After conducting a customs audit, Novorossiisk Customs Office decided that the client had violated the terms and conditions of the customs procedure involving the temporary import of a tanker in connection with entering into a time charter contract for such tanker. This decision resulted in the company being charged more than RUB 220 million. The client appealed this decision in the Kasnodar Territory Commercial (‘Arbitration’) Court, which decided in favour of the Company (Case No. А32-9485/2016). The court of appeal left this decision unchanged. The North-Caucasian Circuit Commercial (‘Arbitration’) Court quashed the judgments of the lower-level courts and handed down a resolution in favour of the customs office. The Supreme Court’s Economic Panel accepted the circuit court’s resolution for review and, after examining the client’s complaint, cancelled such resolution and upheld the decisions of the trial court and court of appeal. 

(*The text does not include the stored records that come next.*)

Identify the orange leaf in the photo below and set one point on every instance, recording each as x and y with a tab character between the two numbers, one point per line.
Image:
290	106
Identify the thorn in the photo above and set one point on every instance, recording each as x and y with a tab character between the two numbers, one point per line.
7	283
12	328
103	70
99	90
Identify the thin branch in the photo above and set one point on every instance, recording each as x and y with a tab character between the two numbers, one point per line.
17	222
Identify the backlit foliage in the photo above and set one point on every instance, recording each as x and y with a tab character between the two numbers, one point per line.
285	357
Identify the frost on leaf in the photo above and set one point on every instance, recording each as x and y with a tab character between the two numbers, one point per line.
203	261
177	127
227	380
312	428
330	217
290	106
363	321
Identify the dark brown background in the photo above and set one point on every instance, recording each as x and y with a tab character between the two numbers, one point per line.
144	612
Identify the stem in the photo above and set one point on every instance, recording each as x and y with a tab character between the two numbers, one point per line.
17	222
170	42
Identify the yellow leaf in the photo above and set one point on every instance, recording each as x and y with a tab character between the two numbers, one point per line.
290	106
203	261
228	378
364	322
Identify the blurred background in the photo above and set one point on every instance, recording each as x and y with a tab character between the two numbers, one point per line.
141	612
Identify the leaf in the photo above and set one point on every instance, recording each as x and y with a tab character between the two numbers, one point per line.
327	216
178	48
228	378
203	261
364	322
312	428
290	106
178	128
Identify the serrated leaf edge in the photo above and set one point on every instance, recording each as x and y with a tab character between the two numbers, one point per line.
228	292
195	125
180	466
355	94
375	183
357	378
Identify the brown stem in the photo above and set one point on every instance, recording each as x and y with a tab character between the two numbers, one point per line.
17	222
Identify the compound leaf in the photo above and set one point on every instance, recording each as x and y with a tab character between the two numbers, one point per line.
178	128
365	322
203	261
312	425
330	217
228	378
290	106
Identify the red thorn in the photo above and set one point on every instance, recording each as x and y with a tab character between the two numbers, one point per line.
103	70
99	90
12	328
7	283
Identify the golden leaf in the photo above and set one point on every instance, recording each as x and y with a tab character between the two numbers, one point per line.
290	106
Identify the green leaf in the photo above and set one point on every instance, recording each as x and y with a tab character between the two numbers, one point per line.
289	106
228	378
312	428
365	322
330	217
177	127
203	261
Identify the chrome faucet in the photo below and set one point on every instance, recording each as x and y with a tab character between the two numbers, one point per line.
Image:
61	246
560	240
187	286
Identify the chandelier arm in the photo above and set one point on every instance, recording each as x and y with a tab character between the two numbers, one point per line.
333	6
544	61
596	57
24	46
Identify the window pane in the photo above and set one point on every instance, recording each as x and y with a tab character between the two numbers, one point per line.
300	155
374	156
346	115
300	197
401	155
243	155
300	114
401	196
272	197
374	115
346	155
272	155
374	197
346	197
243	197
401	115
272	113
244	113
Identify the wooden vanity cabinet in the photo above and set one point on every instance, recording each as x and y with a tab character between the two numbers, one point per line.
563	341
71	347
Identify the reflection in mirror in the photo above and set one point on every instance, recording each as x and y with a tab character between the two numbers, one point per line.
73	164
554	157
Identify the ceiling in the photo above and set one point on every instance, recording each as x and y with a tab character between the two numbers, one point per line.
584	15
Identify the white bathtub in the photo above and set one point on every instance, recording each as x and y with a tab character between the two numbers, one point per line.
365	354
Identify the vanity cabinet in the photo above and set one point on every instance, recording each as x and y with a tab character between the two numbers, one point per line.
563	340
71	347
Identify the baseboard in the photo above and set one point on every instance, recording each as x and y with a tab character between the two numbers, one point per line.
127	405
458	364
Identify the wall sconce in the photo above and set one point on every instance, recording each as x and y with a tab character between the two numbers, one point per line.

“The unique feature of the project is that in this case customs rules depend on the civil law nature of the time charter contract, which is debatable," says Alexander Kosov, Partner at Pepeliaev Group. "Such rules also depend on specific circumstances showing whether the ship remained in the actual possession and use of the company after the time charter contract had been concluded or whether, as a result of such time charter contract, it was transferred into the possession and use of the charterer. Several legal opinions of famous experts in the sphere of domestic civil law and customs laws as well as a legal opinion from English lawyers were presented to defend the position in court. The existing case law on similar customs cases is unfavourable for declarants. To recognise that to transfer a vessel imported under a temporary import procedure into a time charter is at variance with the terms and conditions of the customs procedure merely by virtue of the type of time charter contract would essentially mean that customs is placing a ban on a legitimate way of conducting economic activities envisaged by Maritime Law. Another focus of the litigation was whether a violation of the temporary import customs procedure constitutes a ground for disallowing the customs duty benefits and VAT benefits that do not depend on the customs procedure being applied. To answer this question correctly, it is required not only to interpret the provisions of customs legislation systematically, but also to understand the purposes for which the relevant customs duty benefits and VAT benefits are granted. In this context the Russian Supreme Court’s ruling on Case No. А32-9485/2016 is of great consequence for the formation of precedent-based practice and for the entire marine transport industry”.